You may have heard of 72(t) and the Rule of 55 as methods by which you can access your retirement funds if you retire early. However, you might wonder how they differ. Each method varies in the age at which you can start making withdrawals and the associated requirements to do so.
The 72(t) Method
Withdrawing from a retirement account early isn’t ideal, but sometimes it’s the only option for early retirees. The 72(t) method allows you to take penalty-free Substantially Equal Periodic Payments (SEPP) from IRAs and other employer-provided retirement accounts like 401(k)s or 403(b)s before reaching the required age of 59 ½. The catch is that the stream of payments must be continued for at least five years (or until you reach age 59 ½). These payments are made based on IRS calculations using the account owner’s life expectancy. If the plan isn’t completed, all previously taken distributions are subject to a 10% early withdrawal penalty.
The Rule of 55
The Rule of 55 is only available for employer-provided retirement plans such as 401(k) or 403(b). In order to be able to withdraw funds penalty-free, you must be at least 55 years old when you leave your job. It allows you to withdraw funds penalty-free only from that employer’s retirement plan, not an IRA if you rolled over the funds. Not all 401(k) plans offer this provision. Therefore, it is necessary to check with the plan administrator to see if it is an option.

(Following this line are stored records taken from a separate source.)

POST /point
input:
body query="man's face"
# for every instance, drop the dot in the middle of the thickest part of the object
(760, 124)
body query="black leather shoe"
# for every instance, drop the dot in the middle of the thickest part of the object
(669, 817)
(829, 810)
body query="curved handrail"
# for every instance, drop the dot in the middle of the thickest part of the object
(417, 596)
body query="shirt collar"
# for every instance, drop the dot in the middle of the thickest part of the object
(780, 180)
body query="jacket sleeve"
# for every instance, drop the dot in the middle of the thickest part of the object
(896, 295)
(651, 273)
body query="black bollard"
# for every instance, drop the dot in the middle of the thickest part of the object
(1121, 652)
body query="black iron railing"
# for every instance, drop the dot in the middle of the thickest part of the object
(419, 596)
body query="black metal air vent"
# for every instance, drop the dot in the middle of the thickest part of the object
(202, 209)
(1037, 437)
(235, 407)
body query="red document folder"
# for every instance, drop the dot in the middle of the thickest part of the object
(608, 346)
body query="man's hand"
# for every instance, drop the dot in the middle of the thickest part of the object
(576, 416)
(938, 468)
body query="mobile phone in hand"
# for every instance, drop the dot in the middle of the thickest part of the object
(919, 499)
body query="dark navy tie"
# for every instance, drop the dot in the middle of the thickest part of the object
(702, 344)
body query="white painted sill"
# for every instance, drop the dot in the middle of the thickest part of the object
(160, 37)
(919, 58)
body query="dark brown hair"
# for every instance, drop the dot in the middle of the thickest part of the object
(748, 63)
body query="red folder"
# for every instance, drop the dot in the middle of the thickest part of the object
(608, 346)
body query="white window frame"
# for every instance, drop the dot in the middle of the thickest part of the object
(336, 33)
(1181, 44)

In summary, both methods offer you the ability to access funds if you retire early. There are however, some specific differences between 72(t) and the rule of 55. Remember that in either case the funds will be subject to ordinary income tax. Check which type of plan you have to determine which option is best for you. Always consult with your financial advisor before undertaking one of these strategies so you don’t end up with an unintended tax burden.